The Short End of the Long View

‘Financial Repression’ and 1099’s…Financial Repression is a concept that was articulated in the 1970’s but has come back into academic vogue lately. Carmen Reinhart has written a lot about it recently in the financial press. The simplified version is that it is a form of taxation forced upon savers as governments target negative real interest rates. As such, it is effectively a transfer of wealth from individual savers to the government sector as the government artificially lowers the absolute rate of interest to shore up a growing fiscal deficit.

As noted in my last post, since President Obama’s election the federal deficit is up 40% with what amounts to a zero interest rate policy. One can only imagine what that is going to look like should rates rise.

The notion of Financial Repression really hit home with me this week as I scurried around to provide information to my tax accountant. In one account with an average annual balance in the six figures, I had no 1099 form. I went to the local bank and asked if I could get a duplicate as I had misplaced the original. The banker told me that since less than $10 of interest had been paid on the account they did not have to issue a 1099!!

No wonder investors are piling into risk assets! This is one of the desired outcomes of Financial Repression as conservative investors are forced out the risk curve in search of some form of absolute return. Oh for the days of the 5% passbook account!
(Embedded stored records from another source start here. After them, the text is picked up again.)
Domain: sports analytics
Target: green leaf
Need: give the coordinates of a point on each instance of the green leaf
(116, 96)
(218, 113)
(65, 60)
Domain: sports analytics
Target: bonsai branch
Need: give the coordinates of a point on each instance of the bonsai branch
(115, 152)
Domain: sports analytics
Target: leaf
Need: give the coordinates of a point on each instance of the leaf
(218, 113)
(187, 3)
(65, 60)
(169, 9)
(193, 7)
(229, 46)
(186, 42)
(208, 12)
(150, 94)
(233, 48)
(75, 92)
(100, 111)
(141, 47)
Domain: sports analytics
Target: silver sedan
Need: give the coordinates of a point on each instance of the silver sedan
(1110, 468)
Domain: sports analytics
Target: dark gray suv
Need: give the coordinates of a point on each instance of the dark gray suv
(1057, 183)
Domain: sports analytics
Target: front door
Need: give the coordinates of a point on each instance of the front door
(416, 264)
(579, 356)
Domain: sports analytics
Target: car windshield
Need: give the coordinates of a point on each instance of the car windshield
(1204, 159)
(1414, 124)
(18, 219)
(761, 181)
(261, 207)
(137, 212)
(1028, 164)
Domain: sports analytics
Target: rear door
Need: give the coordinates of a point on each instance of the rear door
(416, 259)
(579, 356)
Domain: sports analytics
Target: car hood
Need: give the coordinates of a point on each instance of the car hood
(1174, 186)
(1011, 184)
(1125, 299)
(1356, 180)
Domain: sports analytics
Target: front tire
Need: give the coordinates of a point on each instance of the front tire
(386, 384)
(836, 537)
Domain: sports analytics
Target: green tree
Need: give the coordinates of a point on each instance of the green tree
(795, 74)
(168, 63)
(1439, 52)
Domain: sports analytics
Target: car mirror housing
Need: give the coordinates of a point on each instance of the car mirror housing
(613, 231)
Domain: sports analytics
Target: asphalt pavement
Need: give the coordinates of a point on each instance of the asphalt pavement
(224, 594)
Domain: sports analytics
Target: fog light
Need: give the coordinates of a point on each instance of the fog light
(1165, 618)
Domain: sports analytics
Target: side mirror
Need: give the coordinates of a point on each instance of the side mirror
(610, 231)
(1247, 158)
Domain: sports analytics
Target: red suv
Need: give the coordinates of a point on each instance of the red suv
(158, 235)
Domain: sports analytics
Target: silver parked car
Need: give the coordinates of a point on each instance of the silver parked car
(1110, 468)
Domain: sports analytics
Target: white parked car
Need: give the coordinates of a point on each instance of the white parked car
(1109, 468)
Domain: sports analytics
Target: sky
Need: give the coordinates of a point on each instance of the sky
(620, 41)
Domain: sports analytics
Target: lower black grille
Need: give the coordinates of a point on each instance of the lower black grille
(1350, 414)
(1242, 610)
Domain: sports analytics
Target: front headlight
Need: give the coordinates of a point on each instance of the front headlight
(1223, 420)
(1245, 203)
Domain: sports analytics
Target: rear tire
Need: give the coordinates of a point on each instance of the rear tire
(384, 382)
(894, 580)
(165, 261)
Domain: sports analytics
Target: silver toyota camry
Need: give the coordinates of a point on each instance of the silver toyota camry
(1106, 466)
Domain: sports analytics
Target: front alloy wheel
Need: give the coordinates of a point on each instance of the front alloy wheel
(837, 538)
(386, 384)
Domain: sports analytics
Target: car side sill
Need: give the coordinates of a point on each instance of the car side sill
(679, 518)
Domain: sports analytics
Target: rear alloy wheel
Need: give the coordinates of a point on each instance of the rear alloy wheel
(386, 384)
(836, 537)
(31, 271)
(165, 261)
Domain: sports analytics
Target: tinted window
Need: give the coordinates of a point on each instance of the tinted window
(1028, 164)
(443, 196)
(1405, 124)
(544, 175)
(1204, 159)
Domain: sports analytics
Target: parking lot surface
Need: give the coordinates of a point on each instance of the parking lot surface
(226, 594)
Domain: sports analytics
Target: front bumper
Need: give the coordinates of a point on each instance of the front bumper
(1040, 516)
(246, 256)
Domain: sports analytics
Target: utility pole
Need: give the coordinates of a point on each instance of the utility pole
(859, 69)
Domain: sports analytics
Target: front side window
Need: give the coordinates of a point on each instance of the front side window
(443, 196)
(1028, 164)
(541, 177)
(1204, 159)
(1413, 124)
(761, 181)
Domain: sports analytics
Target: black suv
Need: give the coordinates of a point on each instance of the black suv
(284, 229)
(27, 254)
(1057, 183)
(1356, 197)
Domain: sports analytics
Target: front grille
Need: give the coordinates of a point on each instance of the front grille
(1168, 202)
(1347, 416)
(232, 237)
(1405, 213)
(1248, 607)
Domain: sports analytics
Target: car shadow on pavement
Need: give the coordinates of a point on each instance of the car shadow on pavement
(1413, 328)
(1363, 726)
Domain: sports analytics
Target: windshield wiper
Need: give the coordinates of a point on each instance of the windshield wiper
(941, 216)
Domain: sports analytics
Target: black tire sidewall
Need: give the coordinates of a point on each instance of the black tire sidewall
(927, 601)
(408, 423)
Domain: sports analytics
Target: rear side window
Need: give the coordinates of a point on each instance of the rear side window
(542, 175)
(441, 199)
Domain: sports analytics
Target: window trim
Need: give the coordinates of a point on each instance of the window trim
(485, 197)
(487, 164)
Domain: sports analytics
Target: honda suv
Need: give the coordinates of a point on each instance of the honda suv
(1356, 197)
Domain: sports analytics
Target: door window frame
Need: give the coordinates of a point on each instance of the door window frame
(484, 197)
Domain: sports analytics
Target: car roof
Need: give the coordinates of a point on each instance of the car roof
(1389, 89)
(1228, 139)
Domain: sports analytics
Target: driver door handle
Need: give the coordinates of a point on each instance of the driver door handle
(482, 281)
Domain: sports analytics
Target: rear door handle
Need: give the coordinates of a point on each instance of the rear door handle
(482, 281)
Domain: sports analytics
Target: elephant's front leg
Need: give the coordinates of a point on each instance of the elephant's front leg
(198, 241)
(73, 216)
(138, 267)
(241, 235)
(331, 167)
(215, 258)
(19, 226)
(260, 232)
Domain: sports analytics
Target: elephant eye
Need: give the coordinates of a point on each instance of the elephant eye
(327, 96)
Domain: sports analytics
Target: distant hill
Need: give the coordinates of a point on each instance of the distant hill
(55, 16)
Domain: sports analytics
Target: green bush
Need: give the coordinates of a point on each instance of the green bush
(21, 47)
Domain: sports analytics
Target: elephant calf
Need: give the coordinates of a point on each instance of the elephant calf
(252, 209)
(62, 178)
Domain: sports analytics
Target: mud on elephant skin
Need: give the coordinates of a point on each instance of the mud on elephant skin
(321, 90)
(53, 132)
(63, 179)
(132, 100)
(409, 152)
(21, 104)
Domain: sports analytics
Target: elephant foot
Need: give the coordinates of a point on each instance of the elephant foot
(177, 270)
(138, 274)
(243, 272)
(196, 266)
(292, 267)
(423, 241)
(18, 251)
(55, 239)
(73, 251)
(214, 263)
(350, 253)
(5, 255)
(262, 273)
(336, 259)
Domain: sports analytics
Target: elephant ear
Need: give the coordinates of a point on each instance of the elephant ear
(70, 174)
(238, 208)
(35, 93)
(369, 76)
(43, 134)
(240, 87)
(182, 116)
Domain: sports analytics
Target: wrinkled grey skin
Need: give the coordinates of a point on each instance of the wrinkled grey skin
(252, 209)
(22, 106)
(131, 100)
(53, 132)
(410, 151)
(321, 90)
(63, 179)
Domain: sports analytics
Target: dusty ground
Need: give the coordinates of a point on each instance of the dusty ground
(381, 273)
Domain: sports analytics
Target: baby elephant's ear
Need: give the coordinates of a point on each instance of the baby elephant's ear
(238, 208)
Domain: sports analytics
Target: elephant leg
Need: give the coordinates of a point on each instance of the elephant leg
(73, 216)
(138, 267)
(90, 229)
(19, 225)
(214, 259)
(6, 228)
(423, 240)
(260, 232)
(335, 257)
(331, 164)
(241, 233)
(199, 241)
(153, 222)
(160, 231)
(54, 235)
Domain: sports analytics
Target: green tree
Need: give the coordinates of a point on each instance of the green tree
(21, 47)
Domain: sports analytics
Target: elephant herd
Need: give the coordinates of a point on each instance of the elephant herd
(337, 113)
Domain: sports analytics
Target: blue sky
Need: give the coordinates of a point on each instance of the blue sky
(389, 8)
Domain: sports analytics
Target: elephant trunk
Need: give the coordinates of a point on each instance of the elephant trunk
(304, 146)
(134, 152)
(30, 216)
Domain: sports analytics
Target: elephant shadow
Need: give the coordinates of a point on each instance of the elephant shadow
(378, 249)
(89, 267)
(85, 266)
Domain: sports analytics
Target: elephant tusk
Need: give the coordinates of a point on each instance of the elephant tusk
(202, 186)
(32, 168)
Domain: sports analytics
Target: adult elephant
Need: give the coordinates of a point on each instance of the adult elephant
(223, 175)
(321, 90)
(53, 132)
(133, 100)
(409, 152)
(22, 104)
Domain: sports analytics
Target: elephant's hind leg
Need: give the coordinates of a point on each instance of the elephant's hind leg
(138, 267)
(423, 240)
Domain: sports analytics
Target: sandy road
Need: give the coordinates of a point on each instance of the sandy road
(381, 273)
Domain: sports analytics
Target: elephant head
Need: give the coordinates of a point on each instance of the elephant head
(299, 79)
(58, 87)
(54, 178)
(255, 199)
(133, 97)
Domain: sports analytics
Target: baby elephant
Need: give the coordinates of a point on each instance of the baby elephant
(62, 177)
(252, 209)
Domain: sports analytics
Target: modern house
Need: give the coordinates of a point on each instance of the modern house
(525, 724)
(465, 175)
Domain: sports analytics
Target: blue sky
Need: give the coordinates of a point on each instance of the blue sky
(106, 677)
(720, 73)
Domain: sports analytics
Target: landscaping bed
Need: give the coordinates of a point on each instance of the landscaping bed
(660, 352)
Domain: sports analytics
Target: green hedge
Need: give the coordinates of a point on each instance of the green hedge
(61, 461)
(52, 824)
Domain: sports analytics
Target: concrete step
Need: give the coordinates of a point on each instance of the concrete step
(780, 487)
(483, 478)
Japan a Year Later…  We are just crossing the one year anniversary of the tragic earthquake and tsunami that rocked Japan. The devastation was monumental as measured in human, emotional and financial terms. Japan has been caught up in a decade-plus tenure of grinding deflation. The yen has been too strong for its export business and the BOJ has been too tight in its monetary policy. The debt in Japan has made it one of the largest indebted countries on the planet. Its financial markets have been dismal.

Year to date however, Japan is tied for the best performing equity market with Brazil. The BOJ has gotten looser in its monetary positioning. Could this be the big turn in the Japanese equity markets that people have been looking for in a decade plus? Small fortunes have been lost trying to predict this turn but it may finally be different in Japan.

Japanese equities account for 10% of the world indices and active managers have been woefully underweight Japan for some time now. It could be time to dabble in Japanese equities. If the turn is here there will be a land rush by world equity managers to participate….

4 Responses to “”

  1. May 23rd, 2012 at 2:54 am   

    Deepak Bidwai says:

    Very well explained how government first decreases the return earned on liquid assets, then force to take risk and then try to tax more on the same income.